Bennu è un Near Earth Object di tipo B, e quindi ci aspettavamo che la sua superficie fosse caratterizzata dalla presenza di minerali idrati. Però è anche un oggetto particolarmente scuro, e quindi ricco di composti del carbonio”, sottolinea Pajola. “Quel che non ci aspettavamo era che si depositasse abbondante polvere su alcune delle ottiche, e questo ha diminuito un po’ il segnale acquisito dalla strumentazione di bordo. I dati che abbiamo preso quando OSIRIS-REx si è avvicinato e poi allontanato dalla superficie comunque confermano quanto atteso: il materiale era ricco composti organici e minerali idrati. La prova definitiva di questo ce l’avremo quando potremo analizzare i campioni a Terra, anzi: come successo per Hayabusa-2, siamo sicuri che dentro ai grani ci sia molto di più di quel che abbiamo potuto vedere finora”.

Se Osiris-Rex si fosse posato sulla superficie

Il fatto che si sia creato un cratere così grande in seguito al campionamento sull’asteroide è la prima dimostrazione che le particelle che compongono l’esterno di Bennu sono così poco impacchettate e legate tra loro da opporre una resistenza minima alla pressione. Per fare un esempio, se una persona dovesse camminare su Bennu si troverebbe come se calpestasse una distesa di palline di plastica come quelle che si trovano nelle aree di gioco per bambini. Se quindi la sonda non avesse azionato i suoi propulsori per indietreggiare subito dopo aver afferrato polvere e roccia dalla superficie dell’asteroide, sarebbe sprofondata al suo interno.
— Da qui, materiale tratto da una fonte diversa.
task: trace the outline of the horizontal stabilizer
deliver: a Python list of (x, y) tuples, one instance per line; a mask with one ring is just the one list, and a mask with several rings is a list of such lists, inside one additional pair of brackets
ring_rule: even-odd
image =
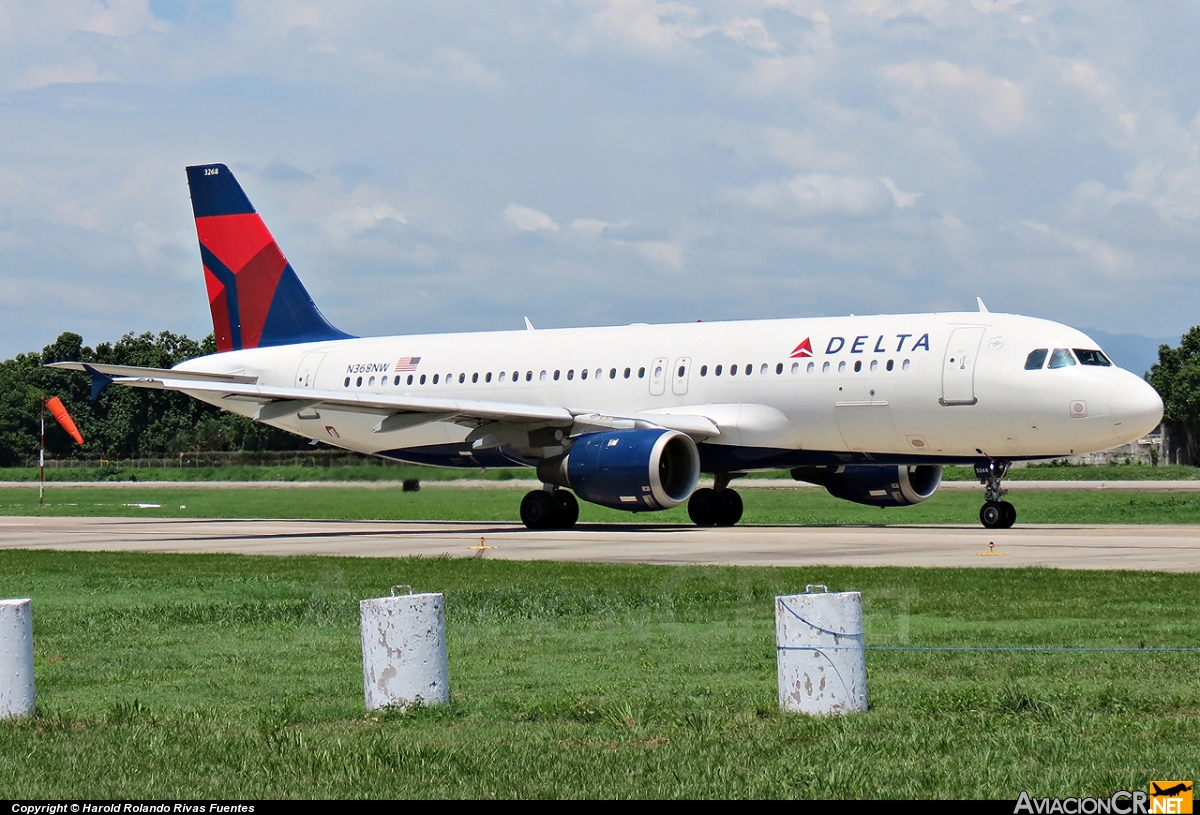
[(241, 384), (253, 384), (258, 381), (257, 376), (246, 376), (245, 374), (218, 374), (207, 373), (204, 371), (177, 371), (173, 368), (141, 368), (137, 365), (103, 365), (98, 362), (51, 362), (46, 365), (47, 368), (63, 368), (68, 371), (86, 371), (95, 376), (97, 373), (106, 376), (128, 377), (133, 379), (181, 379), (181, 380), (196, 380), (200, 382), (236, 382)]

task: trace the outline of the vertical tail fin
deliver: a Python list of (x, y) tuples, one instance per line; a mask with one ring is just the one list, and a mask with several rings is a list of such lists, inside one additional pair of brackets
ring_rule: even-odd
[(321, 316), (228, 167), (187, 177), (218, 351), (350, 336)]

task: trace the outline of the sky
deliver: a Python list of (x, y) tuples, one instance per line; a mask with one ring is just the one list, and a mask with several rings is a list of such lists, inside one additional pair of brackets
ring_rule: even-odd
[(210, 162), (352, 334), (980, 296), (1153, 348), (1200, 323), (1197, 32), (1170, 0), (0, 0), (0, 358), (209, 333)]

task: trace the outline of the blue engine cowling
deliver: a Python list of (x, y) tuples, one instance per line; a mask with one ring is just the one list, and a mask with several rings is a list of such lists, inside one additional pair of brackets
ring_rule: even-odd
[(538, 478), (612, 509), (670, 509), (696, 489), (700, 452), (677, 430), (587, 433), (574, 440), (566, 455), (539, 464)]
[(858, 464), (797, 467), (792, 478), (820, 484), (834, 498), (876, 507), (902, 507), (927, 500), (942, 483), (940, 464)]

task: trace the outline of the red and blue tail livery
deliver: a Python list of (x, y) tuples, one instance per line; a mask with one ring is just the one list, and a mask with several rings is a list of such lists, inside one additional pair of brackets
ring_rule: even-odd
[(187, 177), (218, 351), (350, 338), (321, 315), (228, 167)]

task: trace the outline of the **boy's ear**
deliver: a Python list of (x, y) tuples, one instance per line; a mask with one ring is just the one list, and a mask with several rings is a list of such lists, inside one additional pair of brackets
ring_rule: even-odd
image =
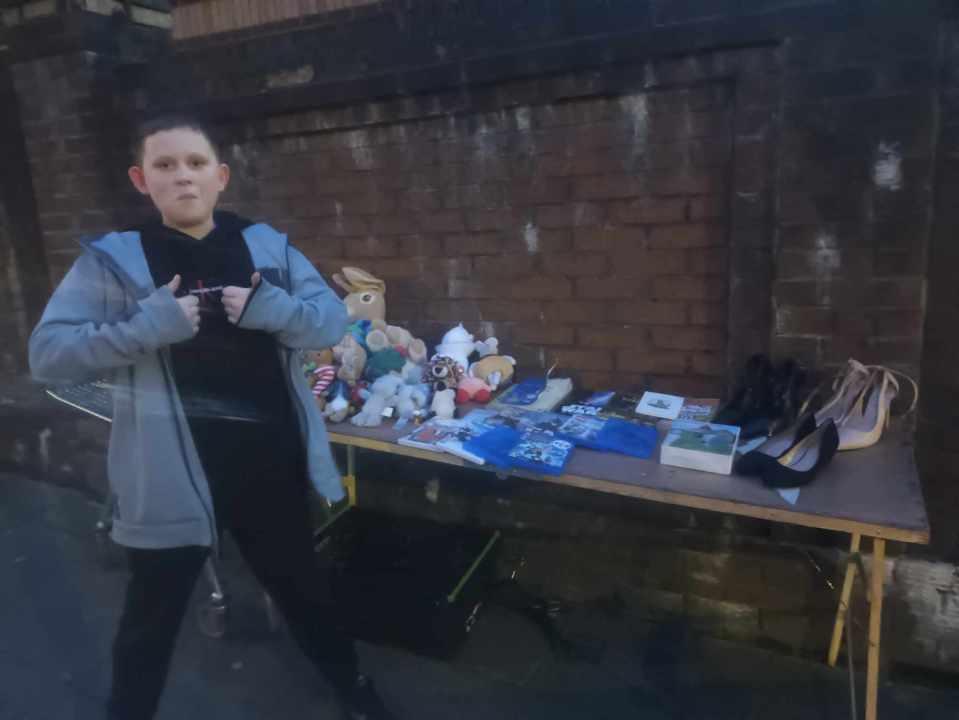
[(220, 163), (216, 172), (220, 178), (220, 192), (223, 192), (226, 190), (226, 186), (230, 184), (230, 166), (226, 163)]
[(150, 191), (147, 189), (147, 181), (143, 174), (142, 167), (139, 165), (133, 165), (129, 170), (127, 170), (127, 175), (130, 176), (130, 182), (133, 183), (133, 187), (135, 187), (142, 195), (150, 194)]

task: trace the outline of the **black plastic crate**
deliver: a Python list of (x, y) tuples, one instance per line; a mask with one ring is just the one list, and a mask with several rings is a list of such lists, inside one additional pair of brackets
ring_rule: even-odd
[(316, 534), (344, 629), (373, 643), (449, 657), (493, 578), (500, 533), (350, 508)]

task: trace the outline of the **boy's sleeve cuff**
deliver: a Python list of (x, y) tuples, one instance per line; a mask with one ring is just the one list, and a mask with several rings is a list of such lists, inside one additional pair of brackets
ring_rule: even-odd
[(237, 320), (237, 327), (274, 332), (281, 326), (279, 320), (285, 315), (285, 306), (292, 302), (293, 299), (286, 291), (261, 277), (260, 284), (247, 298), (246, 307)]

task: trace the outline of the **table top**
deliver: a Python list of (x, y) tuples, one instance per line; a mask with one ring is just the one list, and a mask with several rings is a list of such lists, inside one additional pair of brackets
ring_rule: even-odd
[[(359, 428), (346, 422), (329, 425), (328, 430), (333, 443), (501, 472), (454, 455), (399, 445), (396, 440), (408, 434), (412, 426), (397, 431), (391, 421), (377, 428)], [(522, 471), (510, 474), (700, 510), (885, 540), (929, 542), (929, 520), (913, 459), (911, 433), (894, 429), (871, 448), (838, 453), (802, 489), (795, 505), (765, 487), (758, 478), (686, 470), (660, 465), (658, 460), (658, 450), (653, 458), (642, 460), (577, 448), (563, 475)]]

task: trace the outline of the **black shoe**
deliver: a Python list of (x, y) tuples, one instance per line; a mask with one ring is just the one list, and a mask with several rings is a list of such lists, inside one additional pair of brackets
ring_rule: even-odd
[(345, 702), (348, 720), (399, 720), (391, 713), (373, 687), (373, 681), (365, 675), (356, 678), (356, 685)]
[(806, 370), (792, 358), (784, 360), (771, 377), (769, 434), (776, 435), (795, 424), (799, 418)]
[(829, 464), (838, 448), (839, 431), (831, 419), (826, 420), (775, 462), (766, 463), (762, 470), (763, 482), (776, 488), (808, 485)]
[(816, 431), (816, 416), (803, 416), (795, 425), (773, 435), (759, 447), (741, 455), (733, 466), (738, 475), (762, 475), (770, 463), (775, 463), (804, 437)]
[(739, 385), (732, 397), (716, 412), (712, 422), (740, 428), (741, 440), (769, 432), (771, 379), (773, 367), (765, 355), (753, 355), (746, 361)]

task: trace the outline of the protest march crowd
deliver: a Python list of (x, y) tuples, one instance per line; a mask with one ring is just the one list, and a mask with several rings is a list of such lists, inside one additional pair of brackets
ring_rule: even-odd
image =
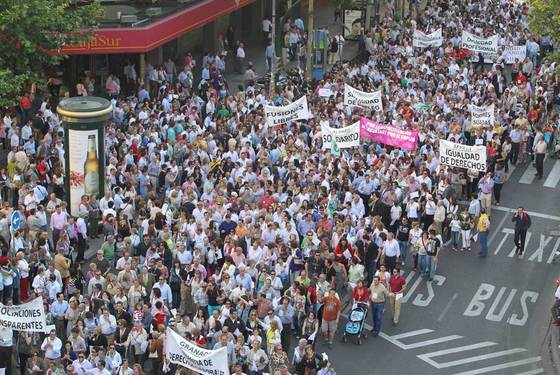
[(39, 92), (5, 111), (0, 295), (42, 298), (47, 329), (0, 316), (0, 368), (11, 374), (14, 354), (21, 374), (195, 374), (216, 350), (212, 373), (332, 375), (345, 303), (369, 305), (376, 336), (386, 300), (399, 323), (402, 270), (429, 282), (474, 241), (486, 256), (508, 168), (534, 160), (542, 176), (556, 147), (552, 41), (516, 1), (431, 1), (404, 20), (392, 4), (364, 59), (334, 56), (323, 80), (272, 95), (250, 79), (233, 94), (208, 56), (187, 54), (179, 75), (115, 72), (108, 188), (75, 217), (57, 93), (37, 116)]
È possibile che asteroidi come Bennu – solo debolmente tenuti insieme dalla gravità o dalla forza elettrostatica – possano disgregarsi in caso di ingresso nell’atmosfera terrestre e quindi rappresentare un tipo di pericolo diverso rispetto agli asteroidi solidi. La ricerca su questi corpi, comunque, è ancora all’inizio e le domande aperte sono ancora molte. Quel che è certo è che le informazioni precise ricavate dagli scienziati sulla superficie di Bennu possono aiutare gli scienziati a interpretare meglio le osservazioni a distanza di altri asteroidi, il che potrebbe essere utile per progettare future missioni e per sviluppare metodi per proteggere la Terra dalle collisioni con gli asteroidi.